The Keynes plan set up a highly intellectualized and untried alternative to the White plan, and in that it had the marks of a good diversion. In being cerebral, it could befuddle. From the perspective of imperial preference, it mattered little whether the Keynes plan were adopted—it permitted if not encouraged currency devaluations, after all—but it mattered greatly if the White plan came to pass. If the Keynes plan could have merely stalled the White plan, it would have done its work. No accord on fixed exchange rates by war’s end would have permitted Britain to conduct economic policy any way it liked.

It is telling that in Steil’s narrative, again and again in his negotiations with the Americans over the course of four years, from 1942 to 1946, Keynes encouraged Britain to threaten to leave or otherwise suspend its cooperation. Keynes fought demonstrably little for his own plan, he fought a good deal against the White plan, and the great proportion of his rhetoric and recorded strategy lay in the service of Britain’s imperial preference.

As it turned out, White and his American colleagues had nerves of steel. They rammed home their plan, and Keynes and his fellow advocates of empire were left out in the cold. Power has its privileges, if only you use it, and in this case the Americans did just that. Having fought to win the war, they were not going to be indifferent to the peace—a statement which, incidentally, does not hold true with respect to American China policy at the time.

The postwar world appears, but only superficially, to have validated Keynes’s concerns. As Tony Judt laid out in his fascinating book Postwar of a few years ago, the late 1940s were economically largely worse in Britain than the Depression-addled 1930s. In the 1950s and 1960s, Britain grew at a small fraction of the rates logged in West Germany, Japan, France, and Italy. And it lost its empire. All totted up to the White victory at the Battle of Bretton Woods.

The United Kingdom could very easily have maintained its growth rates (and perhaps a grateful portion of its empire) if it had been able to attract capital in this period. But like no other country in the postwar era, Britain was bent on socialization, on taking state control of major industry after major industry and ramping up the dole. It would be convenient to associate the sorry performance of Britain in the generation before Thatcher as the wages of the Bretton Woods agreement. But given that there were devastated World War II belligerents that soon placed among the richest economies in the world is sufficient to indicate that Bretton Woods was no death knell. You could be a by-the-book participant to the fixed exchange-rate order, as Japan and West Germany most certainly were, and become the second- and third-largest economies in the world, just behind the United States itself, by 1965.

The Battle of Bretton Woods is an essential volume in any understanding of John Maynard Keynes, who though now seven decades gone is as influential a mind as we may yet see in the twenty-first century. For in a most curious—and dubious—development, Harry Dexter White’s IMF, going strong as it is in our own floating-currency day, is making a fair bid to transform itself into the bancor-granting institution that Keynes laid out in his red-herring plan for Bretton Woods.

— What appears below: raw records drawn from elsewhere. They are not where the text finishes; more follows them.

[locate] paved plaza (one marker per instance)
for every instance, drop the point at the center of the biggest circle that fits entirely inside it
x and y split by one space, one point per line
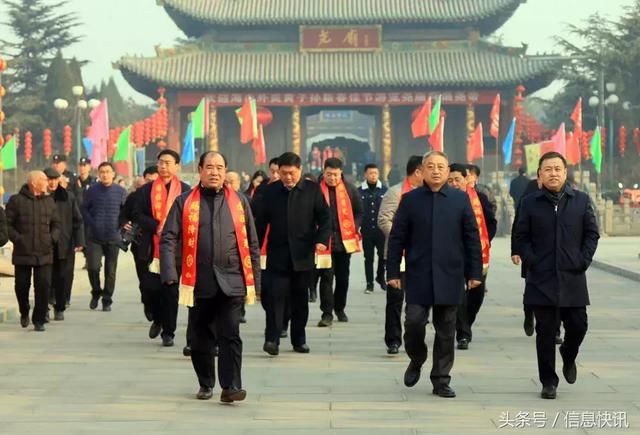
99 373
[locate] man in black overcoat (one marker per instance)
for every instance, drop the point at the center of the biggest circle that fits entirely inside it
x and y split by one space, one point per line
436 229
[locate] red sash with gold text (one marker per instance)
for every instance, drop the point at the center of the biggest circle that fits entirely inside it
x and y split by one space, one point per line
190 223
482 227
161 202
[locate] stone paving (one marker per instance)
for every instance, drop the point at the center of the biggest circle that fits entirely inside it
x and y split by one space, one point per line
99 373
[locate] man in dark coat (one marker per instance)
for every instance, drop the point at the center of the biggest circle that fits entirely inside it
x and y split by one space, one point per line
222 276
556 236
297 216
436 229
71 240
101 210
473 298
344 241
372 192
149 213
34 228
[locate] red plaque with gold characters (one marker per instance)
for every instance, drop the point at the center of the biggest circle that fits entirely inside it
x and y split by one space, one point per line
332 38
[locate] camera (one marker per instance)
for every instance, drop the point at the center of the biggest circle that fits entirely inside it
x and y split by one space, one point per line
128 236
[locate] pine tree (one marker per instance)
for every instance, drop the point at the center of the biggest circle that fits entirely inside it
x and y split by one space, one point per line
40 29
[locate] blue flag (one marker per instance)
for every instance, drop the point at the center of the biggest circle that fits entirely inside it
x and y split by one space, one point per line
507 145
188 148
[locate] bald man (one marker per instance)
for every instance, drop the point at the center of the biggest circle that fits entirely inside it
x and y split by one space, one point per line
34 229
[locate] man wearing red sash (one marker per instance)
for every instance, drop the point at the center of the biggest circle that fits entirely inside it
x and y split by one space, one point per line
297 216
487 225
345 208
150 212
388 208
212 226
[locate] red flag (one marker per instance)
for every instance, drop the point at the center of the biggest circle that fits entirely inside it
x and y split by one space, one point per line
437 137
560 140
573 149
259 147
495 117
475 146
420 124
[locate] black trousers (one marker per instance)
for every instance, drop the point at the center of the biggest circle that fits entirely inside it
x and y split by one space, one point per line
60 278
393 314
372 242
95 253
287 288
468 310
575 324
211 319
335 300
41 285
444 321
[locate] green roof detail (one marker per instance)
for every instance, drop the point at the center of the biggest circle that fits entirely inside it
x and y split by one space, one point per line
272 12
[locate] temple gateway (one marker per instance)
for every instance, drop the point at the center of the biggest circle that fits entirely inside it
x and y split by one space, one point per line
339 74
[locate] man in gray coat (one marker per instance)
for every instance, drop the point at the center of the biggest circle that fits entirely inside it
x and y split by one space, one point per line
218 267
388 208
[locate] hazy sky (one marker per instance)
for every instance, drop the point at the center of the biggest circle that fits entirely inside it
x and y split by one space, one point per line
113 28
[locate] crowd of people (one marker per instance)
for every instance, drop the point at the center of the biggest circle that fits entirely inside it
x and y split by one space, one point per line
288 238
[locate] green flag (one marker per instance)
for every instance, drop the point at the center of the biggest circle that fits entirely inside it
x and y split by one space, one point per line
124 146
434 117
200 121
596 150
8 155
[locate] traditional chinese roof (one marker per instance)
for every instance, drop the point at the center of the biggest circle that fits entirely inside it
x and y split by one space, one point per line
445 68
195 16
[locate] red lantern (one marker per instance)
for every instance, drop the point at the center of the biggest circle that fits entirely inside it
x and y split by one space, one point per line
622 140
66 139
46 143
264 116
28 146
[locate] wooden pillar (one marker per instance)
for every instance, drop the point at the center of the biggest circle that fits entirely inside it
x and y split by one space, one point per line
386 141
213 128
296 135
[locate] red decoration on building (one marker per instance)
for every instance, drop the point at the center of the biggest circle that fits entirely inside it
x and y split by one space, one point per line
518 110
46 143
28 146
66 139
622 140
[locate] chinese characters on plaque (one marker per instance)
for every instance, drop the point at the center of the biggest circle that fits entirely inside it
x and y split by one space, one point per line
329 38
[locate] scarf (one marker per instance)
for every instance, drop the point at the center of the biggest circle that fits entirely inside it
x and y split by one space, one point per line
346 222
161 202
190 223
476 205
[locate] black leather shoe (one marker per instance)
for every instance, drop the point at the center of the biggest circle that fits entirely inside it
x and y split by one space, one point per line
230 395
303 348
94 303
444 391
528 325
155 329
412 374
570 371
548 392
271 348
325 322
205 393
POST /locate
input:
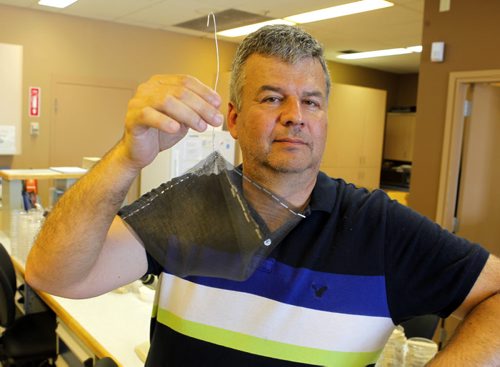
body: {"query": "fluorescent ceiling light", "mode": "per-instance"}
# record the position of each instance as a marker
(339, 11)
(380, 53)
(241, 31)
(57, 3)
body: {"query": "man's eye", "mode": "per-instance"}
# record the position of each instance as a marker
(271, 99)
(311, 103)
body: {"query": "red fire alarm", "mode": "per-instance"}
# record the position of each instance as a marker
(35, 98)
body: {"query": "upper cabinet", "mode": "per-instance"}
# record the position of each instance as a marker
(356, 118)
(11, 75)
(399, 134)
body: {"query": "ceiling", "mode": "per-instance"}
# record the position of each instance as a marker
(396, 26)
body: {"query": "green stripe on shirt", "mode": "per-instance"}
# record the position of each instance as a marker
(268, 348)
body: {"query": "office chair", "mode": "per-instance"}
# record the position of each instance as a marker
(105, 362)
(28, 340)
(422, 326)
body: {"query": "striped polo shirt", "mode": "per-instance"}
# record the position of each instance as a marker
(329, 294)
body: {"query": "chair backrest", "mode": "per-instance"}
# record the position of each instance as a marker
(7, 289)
(105, 362)
(7, 266)
(422, 326)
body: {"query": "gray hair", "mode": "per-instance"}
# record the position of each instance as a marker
(288, 43)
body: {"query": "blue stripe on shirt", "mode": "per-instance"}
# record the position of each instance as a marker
(350, 294)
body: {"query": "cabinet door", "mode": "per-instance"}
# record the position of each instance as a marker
(345, 127)
(373, 106)
(399, 134)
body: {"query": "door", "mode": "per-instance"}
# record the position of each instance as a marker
(478, 204)
(88, 121)
(89, 117)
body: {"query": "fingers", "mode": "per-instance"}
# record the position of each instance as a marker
(180, 100)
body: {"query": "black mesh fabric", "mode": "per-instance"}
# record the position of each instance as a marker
(212, 221)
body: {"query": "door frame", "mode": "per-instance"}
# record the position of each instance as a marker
(458, 87)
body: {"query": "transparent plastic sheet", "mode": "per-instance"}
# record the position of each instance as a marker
(214, 222)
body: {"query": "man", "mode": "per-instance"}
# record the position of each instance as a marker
(330, 293)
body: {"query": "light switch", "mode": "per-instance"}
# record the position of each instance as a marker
(34, 128)
(437, 52)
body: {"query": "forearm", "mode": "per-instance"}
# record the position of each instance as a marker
(72, 237)
(476, 341)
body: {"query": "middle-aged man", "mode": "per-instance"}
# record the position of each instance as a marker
(330, 293)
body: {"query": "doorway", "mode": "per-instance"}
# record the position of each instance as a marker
(88, 119)
(469, 200)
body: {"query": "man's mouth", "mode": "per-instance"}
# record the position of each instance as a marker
(290, 141)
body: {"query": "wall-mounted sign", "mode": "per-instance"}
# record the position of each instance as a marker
(35, 99)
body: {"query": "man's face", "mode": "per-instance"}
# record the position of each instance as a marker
(283, 118)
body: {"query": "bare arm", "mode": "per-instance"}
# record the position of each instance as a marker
(83, 249)
(476, 342)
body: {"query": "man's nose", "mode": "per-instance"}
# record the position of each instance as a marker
(291, 113)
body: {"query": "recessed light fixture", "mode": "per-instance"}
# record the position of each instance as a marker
(57, 3)
(313, 16)
(381, 53)
(241, 31)
(339, 11)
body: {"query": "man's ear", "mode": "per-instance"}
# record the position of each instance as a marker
(232, 116)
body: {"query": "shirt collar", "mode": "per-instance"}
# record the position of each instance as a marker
(323, 194)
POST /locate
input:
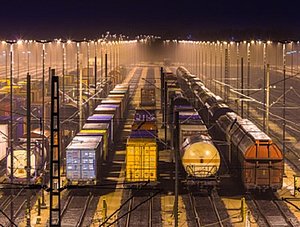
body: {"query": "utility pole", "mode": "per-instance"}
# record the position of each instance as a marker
(55, 211)
(95, 68)
(248, 78)
(267, 98)
(28, 167)
(11, 135)
(77, 74)
(80, 96)
(162, 84)
(226, 89)
(165, 110)
(43, 205)
(284, 101)
(106, 75)
(176, 150)
(63, 71)
(242, 87)
(265, 107)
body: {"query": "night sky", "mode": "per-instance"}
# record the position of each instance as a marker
(198, 20)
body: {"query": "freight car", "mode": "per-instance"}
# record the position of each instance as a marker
(38, 157)
(251, 153)
(91, 146)
(199, 157)
(259, 160)
(84, 159)
(141, 150)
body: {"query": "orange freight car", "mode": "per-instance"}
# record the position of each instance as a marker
(259, 160)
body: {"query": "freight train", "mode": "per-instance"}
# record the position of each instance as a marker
(89, 150)
(141, 145)
(39, 152)
(199, 157)
(38, 157)
(251, 153)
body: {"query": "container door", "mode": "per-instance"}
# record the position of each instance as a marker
(262, 174)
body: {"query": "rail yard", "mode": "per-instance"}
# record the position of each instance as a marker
(102, 133)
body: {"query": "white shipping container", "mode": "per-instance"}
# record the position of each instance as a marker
(3, 140)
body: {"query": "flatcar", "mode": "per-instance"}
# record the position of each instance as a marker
(38, 157)
(84, 160)
(253, 153)
(142, 150)
(90, 148)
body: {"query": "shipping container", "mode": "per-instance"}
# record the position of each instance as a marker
(84, 160)
(17, 125)
(190, 130)
(38, 158)
(124, 91)
(141, 160)
(98, 132)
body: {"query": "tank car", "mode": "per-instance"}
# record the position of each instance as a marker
(200, 158)
(259, 161)
(251, 152)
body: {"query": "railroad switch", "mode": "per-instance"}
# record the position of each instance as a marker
(104, 209)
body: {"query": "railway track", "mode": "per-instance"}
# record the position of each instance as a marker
(19, 203)
(205, 210)
(74, 210)
(271, 212)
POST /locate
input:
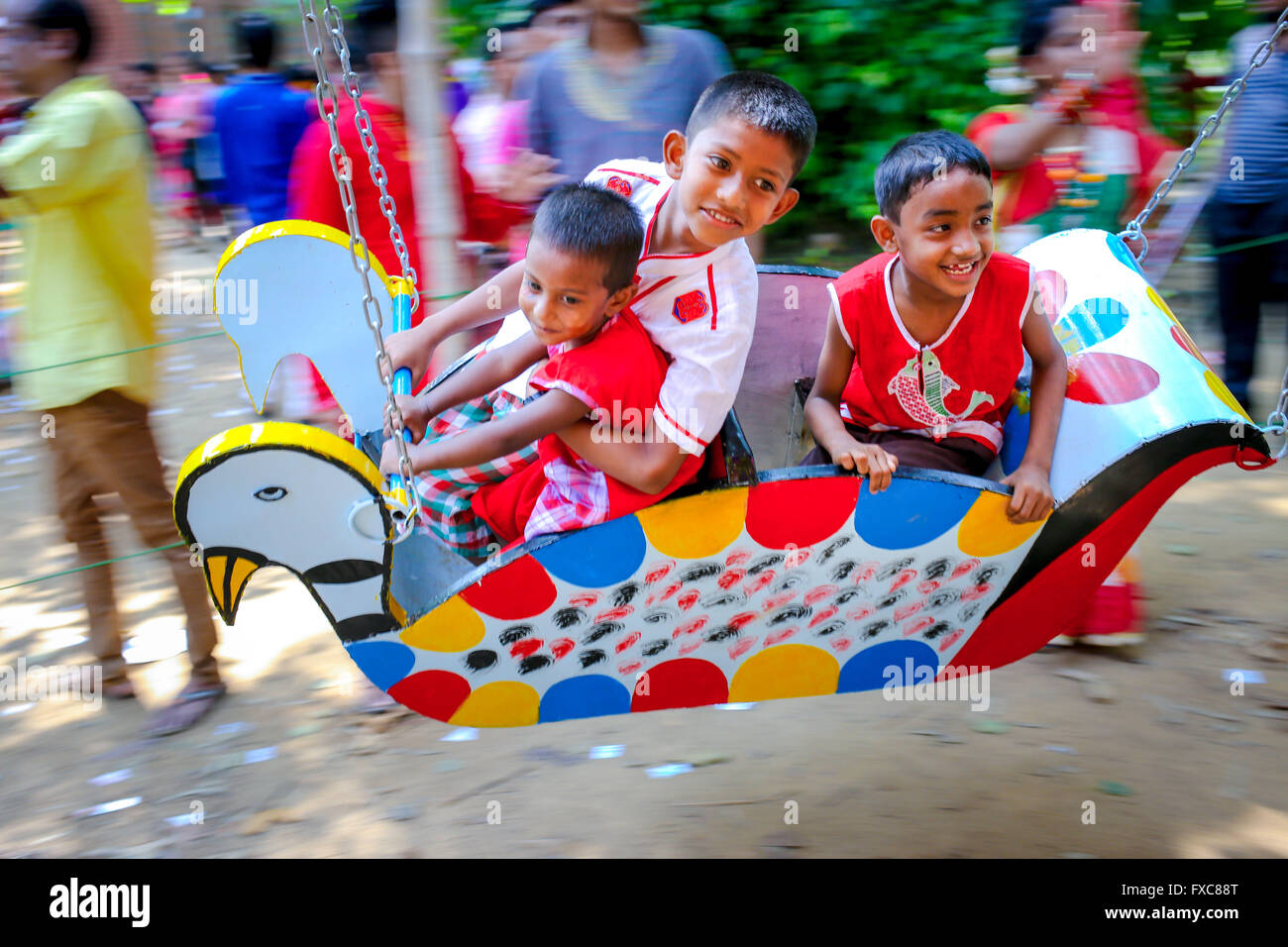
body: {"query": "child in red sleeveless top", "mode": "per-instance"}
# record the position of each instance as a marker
(578, 286)
(926, 341)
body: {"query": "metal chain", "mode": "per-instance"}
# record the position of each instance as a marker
(362, 121)
(1278, 421)
(1134, 228)
(329, 110)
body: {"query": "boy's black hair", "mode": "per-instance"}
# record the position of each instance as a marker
(764, 102)
(64, 14)
(374, 26)
(595, 224)
(257, 38)
(1035, 18)
(917, 158)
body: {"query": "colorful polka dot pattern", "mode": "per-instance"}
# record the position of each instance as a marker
(805, 585)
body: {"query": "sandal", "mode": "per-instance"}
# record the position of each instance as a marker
(187, 709)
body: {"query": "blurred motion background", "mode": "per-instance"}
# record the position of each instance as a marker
(1214, 562)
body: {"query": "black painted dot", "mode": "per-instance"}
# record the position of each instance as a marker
(764, 564)
(533, 663)
(703, 570)
(831, 548)
(941, 598)
(893, 598)
(936, 629)
(604, 628)
(722, 599)
(936, 567)
(481, 660)
(567, 617)
(514, 633)
(893, 569)
(876, 628)
(722, 634)
(789, 613)
(625, 594)
(842, 570)
(848, 595)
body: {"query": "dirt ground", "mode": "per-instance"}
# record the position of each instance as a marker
(1173, 762)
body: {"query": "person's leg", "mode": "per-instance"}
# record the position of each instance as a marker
(446, 495)
(75, 484)
(132, 468)
(1241, 283)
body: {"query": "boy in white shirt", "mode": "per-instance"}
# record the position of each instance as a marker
(720, 180)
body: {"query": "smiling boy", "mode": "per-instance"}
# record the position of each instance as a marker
(724, 178)
(926, 341)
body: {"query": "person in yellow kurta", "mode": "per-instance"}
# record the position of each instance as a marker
(76, 179)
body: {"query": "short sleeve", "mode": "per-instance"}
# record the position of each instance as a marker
(1029, 295)
(702, 381)
(574, 372)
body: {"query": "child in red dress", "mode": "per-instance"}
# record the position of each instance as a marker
(579, 282)
(926, 341)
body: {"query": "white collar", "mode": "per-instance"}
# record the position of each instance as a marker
(898, 320)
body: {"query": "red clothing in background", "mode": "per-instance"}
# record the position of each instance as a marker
(313, 193)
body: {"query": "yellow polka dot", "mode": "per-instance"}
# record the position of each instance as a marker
(786, 671)
(452, 626)
(986, 530)
(1158, 300)
(696, 527)
(500, 703)
(1220, 390)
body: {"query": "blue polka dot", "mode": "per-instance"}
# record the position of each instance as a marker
(596, 557)
(910, 513)
(592, 694)
(1016, 440)
(1095, 320)
(384, 663)
(901, 664)
(1122, 253)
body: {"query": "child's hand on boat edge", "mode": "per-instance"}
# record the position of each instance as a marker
(1033, 499)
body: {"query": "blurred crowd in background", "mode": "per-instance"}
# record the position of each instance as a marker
(1081, 107)
(593, 80)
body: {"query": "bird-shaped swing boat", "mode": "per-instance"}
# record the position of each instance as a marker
(752, 583)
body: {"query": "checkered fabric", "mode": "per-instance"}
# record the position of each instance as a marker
(576, 495)
(446, 493)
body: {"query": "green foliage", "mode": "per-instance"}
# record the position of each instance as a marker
(877, 71)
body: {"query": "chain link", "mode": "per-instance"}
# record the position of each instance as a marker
(1278, 421)
(1134, 228)
(329, 110)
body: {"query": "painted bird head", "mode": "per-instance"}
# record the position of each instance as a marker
(294, 496)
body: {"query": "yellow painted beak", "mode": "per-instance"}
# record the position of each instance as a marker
(227, 574)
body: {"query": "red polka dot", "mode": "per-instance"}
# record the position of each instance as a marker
(1102, 377)
(687, 682)
(518, 590)
(800, 512)
(433, 693)
(1054, 291)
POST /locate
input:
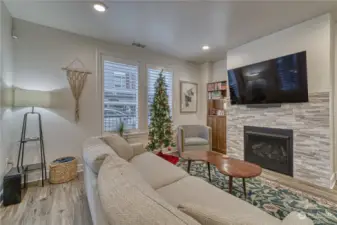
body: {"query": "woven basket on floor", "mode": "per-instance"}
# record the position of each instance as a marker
(61, 172)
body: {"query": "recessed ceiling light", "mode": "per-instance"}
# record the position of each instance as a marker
(100, 7)
(205, 47)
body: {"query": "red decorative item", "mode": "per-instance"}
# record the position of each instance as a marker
(172, 159)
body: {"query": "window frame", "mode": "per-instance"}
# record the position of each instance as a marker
(157, 67)
(104, 57)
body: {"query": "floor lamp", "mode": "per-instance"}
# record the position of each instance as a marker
(32, 98)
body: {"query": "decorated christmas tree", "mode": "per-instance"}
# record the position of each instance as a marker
(160, 129)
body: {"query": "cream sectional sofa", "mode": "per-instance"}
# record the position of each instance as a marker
(140, 188)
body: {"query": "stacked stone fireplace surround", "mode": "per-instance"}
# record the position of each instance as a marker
(310, 122)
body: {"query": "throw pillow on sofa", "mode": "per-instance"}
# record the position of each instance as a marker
(119, 145)
(207, 216)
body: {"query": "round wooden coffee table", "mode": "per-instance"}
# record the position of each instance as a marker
(239, 169)
(226, 165)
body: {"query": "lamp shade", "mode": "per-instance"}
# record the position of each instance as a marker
(30, 98)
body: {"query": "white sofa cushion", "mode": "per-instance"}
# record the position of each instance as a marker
(196, 191)
(94, 153)
(127, 199)
(195, 141)
(119, 145)
(208, 216)
(156, 171)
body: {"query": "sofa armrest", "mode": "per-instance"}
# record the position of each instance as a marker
(297, 218)
(138, 148)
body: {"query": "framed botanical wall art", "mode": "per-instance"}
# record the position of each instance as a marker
(188, 97)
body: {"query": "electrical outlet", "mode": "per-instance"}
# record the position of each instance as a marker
(9, 162)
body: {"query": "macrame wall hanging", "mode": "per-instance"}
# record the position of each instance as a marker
(76, 78)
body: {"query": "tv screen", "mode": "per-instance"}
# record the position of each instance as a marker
(280, 80)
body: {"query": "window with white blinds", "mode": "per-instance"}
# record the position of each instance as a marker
(152, 76)
(120, 95)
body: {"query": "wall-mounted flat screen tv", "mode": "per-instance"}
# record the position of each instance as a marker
(280, 80)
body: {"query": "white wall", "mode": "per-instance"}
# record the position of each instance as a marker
(312, 36)
(40, 53)
(6, 68)
(219, 71)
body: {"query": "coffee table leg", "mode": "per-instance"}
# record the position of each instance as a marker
(209, 171)
(244, 187)
(189, 166)
(230, 184)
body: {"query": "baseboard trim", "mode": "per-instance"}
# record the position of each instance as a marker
(333, 180)
(36, 175)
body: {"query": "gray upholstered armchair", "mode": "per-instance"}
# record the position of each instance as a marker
(194, 137)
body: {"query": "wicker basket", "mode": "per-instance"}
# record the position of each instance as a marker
(61, 172)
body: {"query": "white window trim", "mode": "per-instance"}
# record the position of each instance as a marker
(110, 58)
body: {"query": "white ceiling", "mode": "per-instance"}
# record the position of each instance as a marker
(174, 28)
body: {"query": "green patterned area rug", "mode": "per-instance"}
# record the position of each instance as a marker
(275, 199)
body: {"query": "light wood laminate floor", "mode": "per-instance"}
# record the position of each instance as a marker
(61, 204)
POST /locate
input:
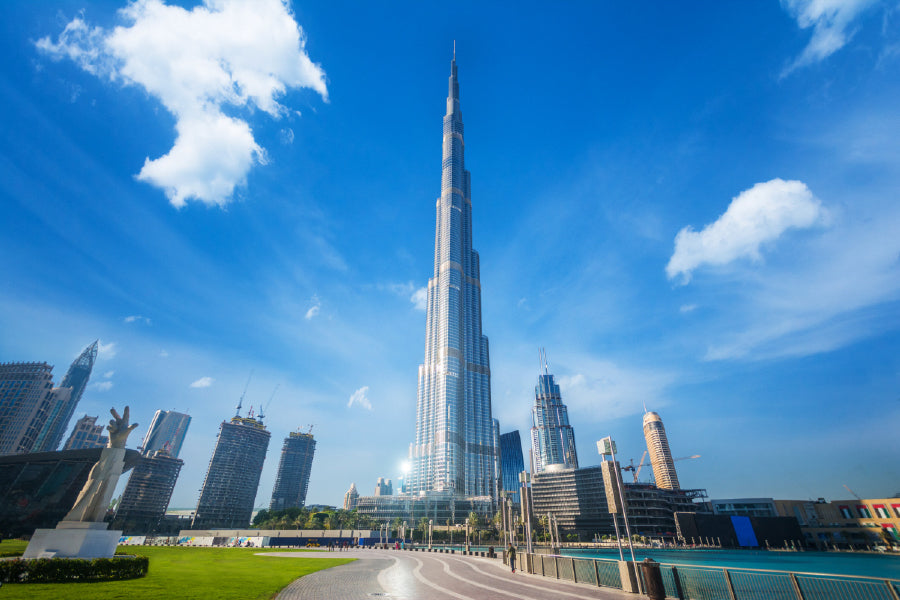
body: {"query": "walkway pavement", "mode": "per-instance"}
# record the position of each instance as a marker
(405, 575)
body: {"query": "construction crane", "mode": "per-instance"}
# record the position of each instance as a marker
(263, 409)
(637, 469)
(237, 409)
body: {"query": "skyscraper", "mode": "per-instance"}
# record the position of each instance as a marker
(552, 438)
(63, 407)
(660, 455)
(25, 398)
(229, 490)
(86, 434)
(454, 451)
(293, 471)
(166, 431)
(511, 463)
(147, 494)
(351, 497)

With the advent of “special drawing rights,” calls for “international cooperation” in the macro-financial community, and the manifest crisis of national central banking and currency management—not to mention the relentless ambitiousness of international bureaucrats—the road is getting clear toward some international depository of trade receipts and accounts that would also have the tools of monetary creation at its disposal. One of the most fearsome elements of strategy is the warping of the adversary’s own weapons against it, in the context of patience and a long-run vision. If the IMF becomes the creature that Keynes put forth in the 1940s, and that surely not in seriousness, mission creep will have scored one of its greatest successes yet.